Before the mission commenced, the SEALs had created a checklist of code words that had a Native American theme.
Each code word represented a different stage of the mission: leaving Jalalabad, entering Pakistan, approaching the compound, and so on. "Geronimo" was to signify that bin Laden had been found, it said.
The Black Hawks, each of which had two pilots and a crewman from the 160th Special Operations Aviation Regiment, or the Night Stalkers, had been modified to mask heat, noise, and movement; the copters' exteriors had sharp, flat angles and were covered with radar-dampening "skin."
Once the raid was over, four SEALs scoured the second floor, plastic bags in hand, collecting flash drives, CDs, DVDs, and computer hardware from the room, which had served, in part, as bin Laden's makeshift media studio.
The SEALs also found an archive of digital pornography.
"We find it on all these guys, whether they're in Somalia, Iraq, or Afghanistan," the special-operations officer said. Bin Laden's gold-threaded robes, worn during his video addresses, hung behind a curtain in the media room," the report added.
The magazine also reported on how US Navy SEALs gave Osama bin Laden a "blunt" sea burial to end his myth.
The US navy SEALs planned disposal of bin Laden's body on the basis on a similar burial they carried out for Saleh Ali Saleh Nabhan, a top Qaeda leader in East Africa, in 2009.
But, US deputy national security advisor John Brennan did call up a former Saudi intelligence official, asking him whether the country was interested in taking the body of Laden as his relatives were there and once he was a citizen of Saudi Arabia. However, there was no positive response from the other side, the report stated.

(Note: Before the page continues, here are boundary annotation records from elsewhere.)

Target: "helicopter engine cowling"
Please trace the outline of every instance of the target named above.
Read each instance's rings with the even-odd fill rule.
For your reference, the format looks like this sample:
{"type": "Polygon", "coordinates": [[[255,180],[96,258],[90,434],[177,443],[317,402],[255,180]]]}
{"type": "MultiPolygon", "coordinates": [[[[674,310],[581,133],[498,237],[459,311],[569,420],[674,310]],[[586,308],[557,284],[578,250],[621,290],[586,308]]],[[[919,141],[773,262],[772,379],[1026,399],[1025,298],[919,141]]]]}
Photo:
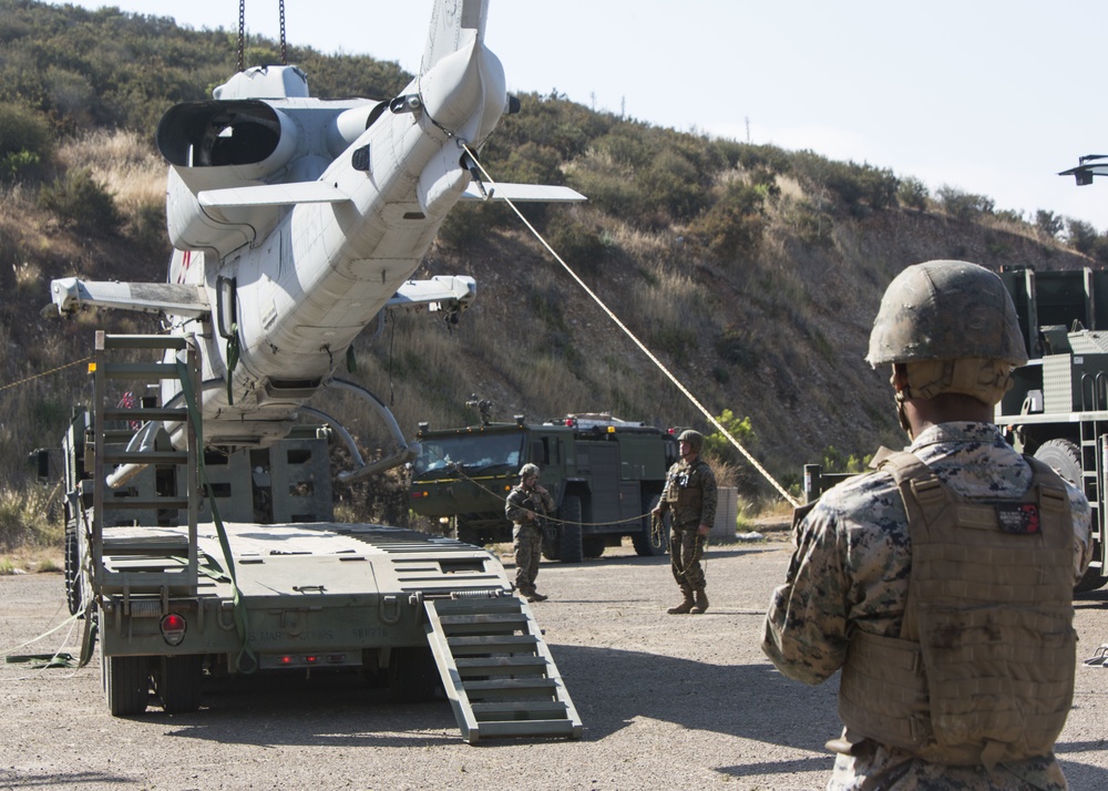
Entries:
{"type": "Polygon", "coordinates": [[[300,144],[288,115],[254,99],[187,102],[162,116],[156,141],[170,163],[166,223],[175,248],[223,258],[276,227],[275,206],[204,207],[197,195],[280,175],[300,144]]]}

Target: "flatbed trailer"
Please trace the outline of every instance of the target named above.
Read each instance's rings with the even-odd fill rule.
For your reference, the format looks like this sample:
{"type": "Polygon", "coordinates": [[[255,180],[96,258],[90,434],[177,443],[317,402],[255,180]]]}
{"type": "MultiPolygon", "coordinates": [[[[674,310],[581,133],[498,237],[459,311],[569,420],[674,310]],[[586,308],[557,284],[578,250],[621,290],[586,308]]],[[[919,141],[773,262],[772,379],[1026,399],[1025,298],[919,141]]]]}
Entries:
{"type": "Polygon", "coordinates": [[[99,637],[112,715],[194,711],[209,676],[329,669],[383,676],[406,700],[442,689],[471,743],[581,736],[495,556],[335,522],[324,430],[218,452],[189,404],[121,400],[112,384],[176,376],[195,392],[196,371],[187,338],[99,332],[93,409],[74,410],[62,441],[66,598],[85,618],[85,661],[99,637]],[[152,348],[162,363],[114,359],[152,348]]]}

"All along, the SEALs had planned to dump bin Laden's corpse into the sea -- a blunt way of ending the bin Laden myth," it said.
Nabhan's corpse was flown to a ship in the Indian Ocean and was given proper Muslim rites before being thrown overboard.
In the case of bin Laden's corpse, flip-wing V-22 Osprey flew the body from a US base in Afghanistan's Bagram to USS Carl Vinson -- a thousand-foot-long nuclear-powered aircraft carrier sailing in the Arabian Sea, off the Pakistani coast -- in another violation of Islamabad's airspace.
Once the body reached Carl Vinson, it was washed, wrapped in a white burial shroud, weighted, and then slipped inside a bag.
The process was done "in strict conformance with Islamic precepts and practices," Brennan later told reporters in Washington.
The shrouded body was placed "on an open-air elevator, and rode down with it to the lower level, which functions as a hangar for airplanes. From a height of between twenty and twenty-five feet above the waves, they heaved the corpse into the water," the magazine said.
Earlier, in Jalalabad, where the corpse was brought, a pair of SEALs unloaded the body bag and unzipped it so that man in charge of the mission Vice Admiral William H McRaven and the CIA station chief could see bin Laden's corpse with their own eyes.
Photographs were taken of bin Laden's face and then of his outstretched body.
54-year-old bin Laden was believed to be about six feet four, "but no one had a tape measure to confirm the body's length. So one SEAL, who was six feet tall, lay beside the corpse: it measured roughly four inches longer than the American," it said.
Minutes later, McRaven appeared on the teleconference screen in the Situation Room in the White House and confirmed that bin Laden's body was in the bag. The corpse was sent to Bagram.